The following e-mail comes from Iris Greidinger of New York, who corrects me about some things I said about Andrea Bocelli earlier. I said, for instance, that the Metropolitan Opera should book him for a pop concert, unaware that (as Ms. Greidlinger lets me know) he now sings pop songs only as encores. Whatever one thinks about Bocelli’s singing, I should have known more before I ventured my comments.
I’ll only add that Ms. Greidinger and I have now exchanged more friendly messages, and that I hope it’s clear that I’m serious about posting dissenting views.
Here’s Ms. Greidinger’s e-mail to me:
Dear Mr. Sandow,
I am really tired of reading from critics such as yourself, who should know better, that Andrea Bocelli is not an opera singer. Isn’t it time for you to stop hiding your head in the sand and face up to the facts? Andrea Bocelli has performed the lead tenor role onstage in four operas so far: “La Boheme,” “Werther, ” “L’Amico Fritz” and “Madama Butterfly” and is scheduled to perform next year again in “Werther” and in “Tosca.” I think that makes him an opera singer in anybody’s book. The directors of five opera houses certainly think so. You may not care for his voice, but that is a different question entirely. I would remind you, however, that your opinion is disputed by some formidable music authorities who regard Bocelli as having a fine operatic voice–including the late Franco Corelli, Bryn Terfel, and maestros Lorin Maazel, Zubin Mehta, and Seiji Ozawa. I would also guess that you have not listened to Bocelli sing opera lately–if at all. He has developed significantly in power of projection and technique, through use of Corelli’s lowered larynx method. Having formed your opinion, you are not interested in how he has developed as a singer.
When you talk of him giving a concert at the Met, you presumably are thinking in terms of pop, which shows your lack of knowledge of his concert formats. He does not sing pop at a concert until the encores–his concerts are always composed strictly of operatic arias, sacred arias, classical art songs and Neapolitan songs. He has brought hundreds of thousands of people into his concerts to hear this music and has thus done more to introduce people of all ages to classical music than any other tenor singing today–certainly far more than the Met itself is doing.

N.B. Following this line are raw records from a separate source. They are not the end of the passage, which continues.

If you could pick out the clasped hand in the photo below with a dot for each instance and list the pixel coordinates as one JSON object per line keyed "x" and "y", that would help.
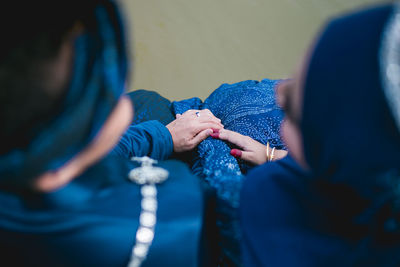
{"x": 192, "y": 127}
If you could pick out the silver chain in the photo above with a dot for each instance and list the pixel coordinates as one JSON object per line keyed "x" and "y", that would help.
{"x": 147, "y": 176}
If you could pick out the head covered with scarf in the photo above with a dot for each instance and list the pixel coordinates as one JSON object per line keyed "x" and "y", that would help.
{"x": 97, "y": 80}
{"x": 350, "y": 136}
{"x": 345, "y": 209}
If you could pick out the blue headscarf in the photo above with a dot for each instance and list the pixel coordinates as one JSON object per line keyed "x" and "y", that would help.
{"x": 349, "y": 133}
{"x": 345, "y": 210}
{"x": 98, "y": 80}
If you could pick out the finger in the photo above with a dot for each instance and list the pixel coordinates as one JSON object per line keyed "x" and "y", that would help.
{"x": 244, "y": 155}
{"x": 207, "y": 119}
{"x": 233, "y": 137}
{"x": 198, "y": 127}
{"x": 200, "y": 137}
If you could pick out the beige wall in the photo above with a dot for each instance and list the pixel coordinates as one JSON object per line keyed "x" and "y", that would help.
{"x": 186, "y": 48}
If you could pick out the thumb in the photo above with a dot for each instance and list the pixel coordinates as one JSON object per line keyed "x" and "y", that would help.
{"x": 201, "y": 136}
{"x": 244, "y": 155}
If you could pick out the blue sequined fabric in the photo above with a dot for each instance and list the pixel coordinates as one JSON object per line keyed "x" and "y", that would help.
{"x": 247, "y": 107}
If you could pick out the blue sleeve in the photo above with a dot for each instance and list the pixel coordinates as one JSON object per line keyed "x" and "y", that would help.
{"x": 149, "y": 138}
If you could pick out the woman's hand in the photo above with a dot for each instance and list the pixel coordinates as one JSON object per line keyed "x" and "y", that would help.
{"x": 192, "y": 127}
{"x": 252, "y": 151}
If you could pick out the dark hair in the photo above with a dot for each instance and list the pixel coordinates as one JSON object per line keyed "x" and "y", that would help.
{"x": 31, "y": 35}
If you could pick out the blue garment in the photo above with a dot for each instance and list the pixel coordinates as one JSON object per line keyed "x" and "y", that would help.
{"x": 93, "y": 220}
{"x": 344, "y": 211}
{"x": 247, "y": 107}
{"x": 98, "y": 79}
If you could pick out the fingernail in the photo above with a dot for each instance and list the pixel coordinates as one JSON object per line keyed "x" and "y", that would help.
{"x": 236, "y": 153}
{"x": 215, "y": 135}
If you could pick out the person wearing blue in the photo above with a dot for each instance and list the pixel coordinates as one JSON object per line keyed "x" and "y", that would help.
{"x": 335, "y": 199}
{"x": 69, "y": 193}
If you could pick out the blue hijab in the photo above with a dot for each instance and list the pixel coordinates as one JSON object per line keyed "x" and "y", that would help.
{"x": 345, "y": 210}
{"x": 98, "y": 80}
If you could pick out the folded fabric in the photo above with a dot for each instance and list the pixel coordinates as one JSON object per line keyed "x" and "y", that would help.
{"x": 248, "y": 107}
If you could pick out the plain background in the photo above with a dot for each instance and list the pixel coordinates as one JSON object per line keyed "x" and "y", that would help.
{"x": 187, "y": 48}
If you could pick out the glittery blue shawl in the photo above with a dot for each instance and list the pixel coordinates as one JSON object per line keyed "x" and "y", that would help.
{"x": 345, "y": 211}
{"x": 98, "y": 80}
{"x": 247, "y": 107}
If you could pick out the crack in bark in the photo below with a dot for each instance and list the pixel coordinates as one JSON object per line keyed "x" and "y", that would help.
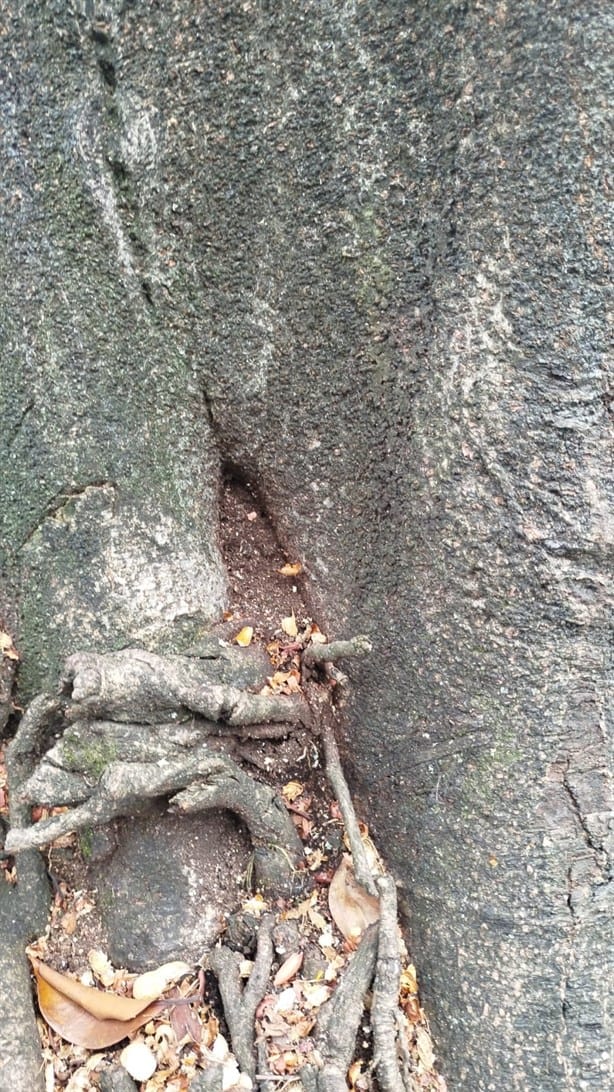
{"x": 60, "y": 500}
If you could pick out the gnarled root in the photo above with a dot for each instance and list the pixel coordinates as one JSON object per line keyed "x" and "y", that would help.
{"x": 240, "y": 1004}
{"x": 136, "y": 685}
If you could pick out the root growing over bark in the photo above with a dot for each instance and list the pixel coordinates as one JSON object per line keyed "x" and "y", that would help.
{"x": 138, "y": 726}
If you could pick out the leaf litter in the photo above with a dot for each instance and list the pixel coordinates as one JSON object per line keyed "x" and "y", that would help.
{"x": 180, "y": 1029}
{"x": 176, "y": 1030}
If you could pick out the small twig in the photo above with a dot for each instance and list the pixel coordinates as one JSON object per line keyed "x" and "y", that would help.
{"x": 337, "y": 778}
{"x": 337, "y": 650}
{"x": 405, "y": 1061}
{"x": 240, "y": 1005}
{"x": 21, "y": 756}
{"x": 386, "y": 990}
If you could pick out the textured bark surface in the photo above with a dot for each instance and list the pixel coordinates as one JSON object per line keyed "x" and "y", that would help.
{"x": 355, "y": 251}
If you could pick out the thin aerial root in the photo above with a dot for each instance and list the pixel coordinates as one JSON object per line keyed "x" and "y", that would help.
{"x": 337, "y": 778}
{"x": 386, "y": 992}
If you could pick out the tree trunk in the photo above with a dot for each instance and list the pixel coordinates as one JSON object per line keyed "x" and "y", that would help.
{"x": 354, "y": 253}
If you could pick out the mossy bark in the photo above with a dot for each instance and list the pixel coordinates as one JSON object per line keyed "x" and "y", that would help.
{"x": 356, "y": 251}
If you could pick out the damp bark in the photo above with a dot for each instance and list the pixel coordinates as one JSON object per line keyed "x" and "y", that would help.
{"x": 356, "y": 252}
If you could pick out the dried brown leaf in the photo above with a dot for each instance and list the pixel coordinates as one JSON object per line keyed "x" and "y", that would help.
{"x": 292, "y": 569}
{"x": 288, "y": 626}
{"x": 7, "y": 647}
{"x": 244, "y": 637}
{"x": 352, "y": 907}
{"x": 85, "y": 1016}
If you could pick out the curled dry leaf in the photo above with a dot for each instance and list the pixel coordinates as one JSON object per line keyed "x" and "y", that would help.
{"x": 352, "y": 907}
{"x": 153, "y": 983}
{"x": 292, "y": 569}
{"x": 288, "y": 626}
{"x": 292, "y": 791}
{"x": 244, "y": 637}
{"x": 7, "y": 647}
{"x": 102, "y": 966}
{"x": 138, "y": 1060}
{"x": 85, "y": 1016}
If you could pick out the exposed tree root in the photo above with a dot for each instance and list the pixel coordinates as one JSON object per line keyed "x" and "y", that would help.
{"x": 134, "y": 685}
{"x": 138, "y": 726}
{"x": 241, "y": 1003}
{"x": 337, "y": 778}
{"x": 337, "y": 650}
{"x": 386, "y": 990}
{"x": 200, "y": 780}
{"x": 339, "y": 1020}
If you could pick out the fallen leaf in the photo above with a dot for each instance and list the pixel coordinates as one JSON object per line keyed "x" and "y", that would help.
{"x": 352, "y": 907}
{"x": 102, "y": 966}
{"x": 7, "y": 647}
{"x": 153, "y": 983}
{"x": 138, "y": 1060}
{"x": 85, "y": 1016}
{"x": 409, "y": 981}
{"x": 315, "y": 993}
{"x": 292, "y": 790}
{"x": 288, "y": 969}
{"x": 292, "y": 569}
{"x": 317, "y": 920}
{"x": 244, "y": 637}
{"x": 69, "y": 922}
{"x": 288, "y": 626}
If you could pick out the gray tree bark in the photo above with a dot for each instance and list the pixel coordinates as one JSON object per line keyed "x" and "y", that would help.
{"x": 355, "y": 251}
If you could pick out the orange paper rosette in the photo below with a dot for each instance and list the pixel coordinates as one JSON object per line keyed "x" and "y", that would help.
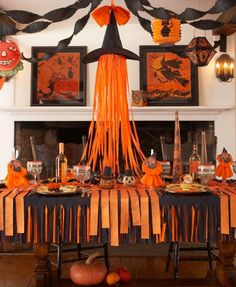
{"x": 16, "y": 178}
{"x": 152, "y": 175}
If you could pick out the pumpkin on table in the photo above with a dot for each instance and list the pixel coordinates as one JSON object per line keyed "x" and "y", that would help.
{"x": 10, "y": 60}
{"x": 91, "y": 272}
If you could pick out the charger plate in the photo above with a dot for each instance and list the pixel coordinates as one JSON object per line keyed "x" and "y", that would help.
{"x": 193, "y": 188}
{"x": 63, "y": 190}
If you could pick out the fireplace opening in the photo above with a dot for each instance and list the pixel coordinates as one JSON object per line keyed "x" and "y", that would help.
{"x": 50, "y": 133}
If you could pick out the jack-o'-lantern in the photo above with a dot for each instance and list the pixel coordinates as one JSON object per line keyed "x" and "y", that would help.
{"x": 128, "y": 179}
{"x": 166, "y": 31}
{"x": 107, "y": 181}
{"x": 10, "y": 60}
{"x": 9, "y": 56}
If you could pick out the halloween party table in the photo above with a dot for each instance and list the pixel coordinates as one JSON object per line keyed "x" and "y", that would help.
{"x": 117, "y": 216}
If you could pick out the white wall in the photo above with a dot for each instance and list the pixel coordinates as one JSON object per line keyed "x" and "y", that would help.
{"x": 16, "y": 92}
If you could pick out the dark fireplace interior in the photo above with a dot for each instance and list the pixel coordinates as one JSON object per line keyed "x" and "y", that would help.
{"x": 48, "y": 134}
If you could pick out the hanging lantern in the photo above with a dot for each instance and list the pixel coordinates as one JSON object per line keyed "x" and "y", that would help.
{"x": 224, "y": 68}
{"x": 166, "y": 31}
{"x": 200, "y": 51}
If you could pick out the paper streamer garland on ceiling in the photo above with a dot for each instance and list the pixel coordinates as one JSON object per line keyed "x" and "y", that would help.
{"x": 36, "y": 23}
{"x": 166, "y": 31}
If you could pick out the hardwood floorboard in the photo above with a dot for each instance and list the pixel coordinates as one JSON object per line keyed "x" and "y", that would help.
{"x": 152, "y": 283}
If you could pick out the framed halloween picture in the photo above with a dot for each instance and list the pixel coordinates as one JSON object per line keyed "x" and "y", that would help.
{"x": 60, "y": 80}
{"x": 167, "y": 76}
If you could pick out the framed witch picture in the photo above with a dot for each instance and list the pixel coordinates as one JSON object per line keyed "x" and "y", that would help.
{"x": 60, "y": 80}
{"x": 167, "y": 76}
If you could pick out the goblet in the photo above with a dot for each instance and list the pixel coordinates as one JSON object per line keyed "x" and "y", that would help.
{"x": 82, "y": 173}
{"x": 34, "y": 168}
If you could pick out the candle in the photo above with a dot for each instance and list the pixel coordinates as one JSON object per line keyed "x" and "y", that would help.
{"x": 231, "y": 69}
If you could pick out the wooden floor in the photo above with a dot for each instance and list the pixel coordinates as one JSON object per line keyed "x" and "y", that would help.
{"x": 152, "y": 283}
{"x": 146, "y": 265}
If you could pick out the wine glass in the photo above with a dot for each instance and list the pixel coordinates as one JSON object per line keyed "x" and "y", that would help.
{"x": 82, "y": 173}
{"x": 35, "y": 168}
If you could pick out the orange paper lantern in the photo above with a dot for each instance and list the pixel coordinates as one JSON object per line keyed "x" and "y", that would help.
{"x": 166, "y": 31}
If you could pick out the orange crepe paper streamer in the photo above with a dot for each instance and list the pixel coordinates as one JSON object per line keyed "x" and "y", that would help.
{"x": 20, "y": 214}
{"x": 114, "y": 217}
{"x": 151, "y": 177}
{"x": 135, "y": 209}
{"x": 124, "y": 211}
{"x": 102, "y": 15}
{"x": 224, "y": 214}
{"x": 78, "y": 223}
{"x": 110, "y": 131}
{"x": 224, "y": 168}
{"x": 105, "y": 208}
{"x": 177, "y": 164}
{"x": 29, "y": 224}
{"x": 94, "y": 212}
{"x": 2, "y": 81}
{"x": 233, "y": 210}
{"x": 144, "y": 214}
{"x": 2, "y": 195}
{"x": 156, "y": 214}
{"x": 9, "y": 213}
{"x": 16, "y": 178}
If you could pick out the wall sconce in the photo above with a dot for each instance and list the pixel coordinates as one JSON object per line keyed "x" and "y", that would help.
{"x": 225, "y": 68}
{"x": 200, "y": 51}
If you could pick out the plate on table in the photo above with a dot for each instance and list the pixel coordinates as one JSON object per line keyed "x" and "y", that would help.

Considering the mediocre quality of some of the tenors currently singing at the Met, it would be in no way a lowering of their present standards to have Bocelli perform opera there. He has what many of us consider a uniquely beautiful voice with long breath, wonderful phrasing and diminuendos, a dark baritonal register, and sustained high top notes. He has a beautiful, still developing tenor voice with heart in it, whose unusual range, emotionality, and tenderness has moved and enchanted a great variety of listeners, including some very seasoned opera goers, some aspiring opera singers, some neophytes, and some relatively new listeners. He is not Corelli, Pavarotti, or Domingo, but the Met is not offering any singers who can equal the great singers of the past or present either–which is one reason why they have empty seats.